A ruling by the state Second Appellate Division in Kepert's favor could help the Democratic incumbent defeat Republican challenger Michael A. Loguercio Jr., who held a four-vote lead in unofficial tallies.
The court is scheduled to hear arguments Wednesday from attorneys for Kepert and Loguercio. A decision could come as soon as Thursday.
Republicans and Conservatives hold a 5-1 majority on the town board pending the outcome of the 4th District race between Kepert and Loguercio.
Last week, State Supreme Court Justice Carol MacKenzie ruled in Central Islip that 11 disputed ballots in the council race were valid and should be counted. She threw out 11 other ballots because of questionable signatures, "extraneous" markings and other problems.
Kepert attorney Jared Kasschau said most of the ballots ruled invalid should be counted.

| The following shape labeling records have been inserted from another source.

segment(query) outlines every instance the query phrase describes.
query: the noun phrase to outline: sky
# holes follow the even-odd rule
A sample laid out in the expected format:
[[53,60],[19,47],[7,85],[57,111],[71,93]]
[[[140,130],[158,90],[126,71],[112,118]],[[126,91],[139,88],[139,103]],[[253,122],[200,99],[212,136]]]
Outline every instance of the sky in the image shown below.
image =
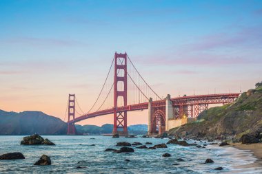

During arguments before MacKenzie, he said voters should not be disenfranchised because of minor errors.
"I feel that the court is going to want to make sure that all the votes that ought to count do count," he said in an interview. "Ballots that conform with the election law . . . should count."
Loguercio's attorney, Steven Losquadro, said he plans to file briefs Tuesday with the Appellate Division. He said his appeal would be based on "the very same arguments that were set forth at the [State Supreme Court] trial, which prevailed. . . . The judge ruled, and our position will be that the judge's decision was well reasoned and very particular and comports with the law."
In the State Supreme Court trial, Losquadro and other Republican attorneys had argued that ballots should be thrown out if they did not strictly comply with state election rules.
In another disputed election, Suffolk election workers are expected to meet Monday to count 53 remaining ballots in the 6th District Court race between incumbent Judge Chris A. Kelley and Conservative Party challenger Barbara Lynaugh.
Lynaugh, a Family Court judge who ran with Republican backing, decided last week to drop her challenges to 34 ballots. Kelley, who had a 35-vote lead in unofficial results, agreed to drop challenges to 19 ballots. Lynaugh's attorneys said she would not gain enough votes from the disputed ballots to defeat Kelley.